I am trying to tensorize the input preparation during a blockized matmul.
I am basing my code on this example in mlc.ai.
Here is the IR obtained as in the tutorial:
# from tvm.script import ir as I
# from tvm.script import tir as T
@I.ir_module
class Module:
@T.prim_func
def main(A: T.Buffer((1024, 1024), "float32"), B: T.Buffer((1024, 1024), "float32"), C: T.Buffer((1024, 1024), "float32")):
T.func_attr({"global_symbol": "main", "tir.noalias": T.bool(True)})
# with T.block("root"):
A_global_A_reg = T.alloc_buffer((1024, 1024), scope="global.A_reg")
B_global_B_reg = T.alloc_buffer((1024, 1024), scope="global.B_reg")
C_global_accumulator = T.alloc_buffer((1024, 1024), scope="global.accumulator")
for i_0, j_0 in T.grid(64, 64):
with T.block("matmul_o_init"):
vi_o, vj_o = T.axis.remap("SS", [i_0, j_0])
T.reads()
T.writes(C_global_accumulator[vi_o * 16:vi_o * 16 + 16, vj_o * 16:vj_o * 16 + 16])
for i_1, j_1 in T.grid(16, 16):
with T.block("matmul_init"):
vi_i_init, vj_i_init = T.axis.remap("SS", [i_1, j_1])
T.reads()
T.writes(C_global_accumulator[vi_o * 16 + vi_i_init, vj_o * 16 + vj_i_init])
C_global_accumulator[vi_o * 16 + vi_i_init, vj_o * 16 + vj_i_init] = T.float32(0)
for k_0 in range(64):
for ax0, ax1 in T.grid(16, 16):
with T.block("A_global.A_reg"):
v0 = T.axis.spatial(1024, i_0 * 16 + ax0)
v1 = T.axis.spatial(1024, k_0 * 16 + ax1)
T.reads(A[v0, v1])
T.writes(A_global_A_reg[v0, v1])
A_global_A_reg[v0, v1] = A[v0, v1]
for ax0, ax1 in T.grid(16, 16):
with T.block("B_global.B_reg"):
v0 = T.axis.spatial(1024, j_0 * 16 + ax0)
v1 = T.axis.spatial(1024, k_0 * 16 + ax1)
T.reads(B[v0, v1])
T.writes(B_global_B_reg[v0, v1])
B_global_B_reg[v0, v1] = B[v0, v1]
with T.block("matmul_o_update"):
vi_o, vj_o, vk_o = T.axis.remap("SSR", [i_0, j_0, k_0])
T.reads(C_global_accumulator[vi_o * 16:vi_o * 16 + 16, vj_o * 16:vj_o * 16 + 16], A_global_A_reg[vi_o * 16:vi_o * 16 + 16, vk_o * 16:vk_o * 16 + 16], B_global_B_reg[vj_o * 16:vj_o * 16 + 16, vk_o * 16:vk_o * 16 + 16])

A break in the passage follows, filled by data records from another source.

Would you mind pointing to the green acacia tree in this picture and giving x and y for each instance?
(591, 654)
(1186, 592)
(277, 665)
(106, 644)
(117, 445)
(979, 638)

T.writes(C_global_accumulator[vi_o * 16:vi_o * 16 + 16, vj_o * 16:vj_o * 16 + 16])
for i_1, j_1, k_1 in T.grid(16, 16, 16):
with T.block("matmul"):
vi_i, vj_i, vk_i = T.axis.remap("SSR", [i_1, j_1, k_1])
T.reads(C_global_accumulator[vi_o * 16 + vi_i, vj_o * 16 + vj_i], A_global_A_reg[vi_o * 16 + vi_i, vk_o * 16 + vk_i], B_global_B_reg[vj_o * 16 + vj_i, vk_o * 16 + vk_i])
T.writes(C_global_accumulator[vi_o * 16 + vi_i, vj_o * 16 + vj_i])
C_global_accumulator[vi_o * 16 + vi_i, vj_o * 16 + vj_i] = C_global_accumulator[vi_o * 16 + vi_i, vj_o * 16 + vj_i] + A_global_A_reg[vi_o * 16 + vi_i, vk_o * 16 + vk_i] * B_global_B_reg[vj_o * 16 + vj_i, vk_o * 16 + vk_i]
for ax0, ax1 in T.grid(16, 16):
with T.block("C_global.accumulator"):
v0 = T.axis.spatial(1024, i_0 * 16 + ax0)
v1 = T.axis.spatial(1024, j_0 * 16 + ax1)
T.reads(C_global_accumulator[v0, v1])
T.writes(C[v0, v1])
C[v0, v1] = C_global_accumulator[v0, v1]
I would like to tensorize the input preparation such as the A_global.A_reg
and B_global.B_reg
, however these blocks are inside the blocked loops and it seems like I would need blocks surrounding these loops instead to perform tensorization (like matmul_o_update
which contains the loops containing the matmul
block).
I am not sure how to go from here, any help will be greatly appreciated!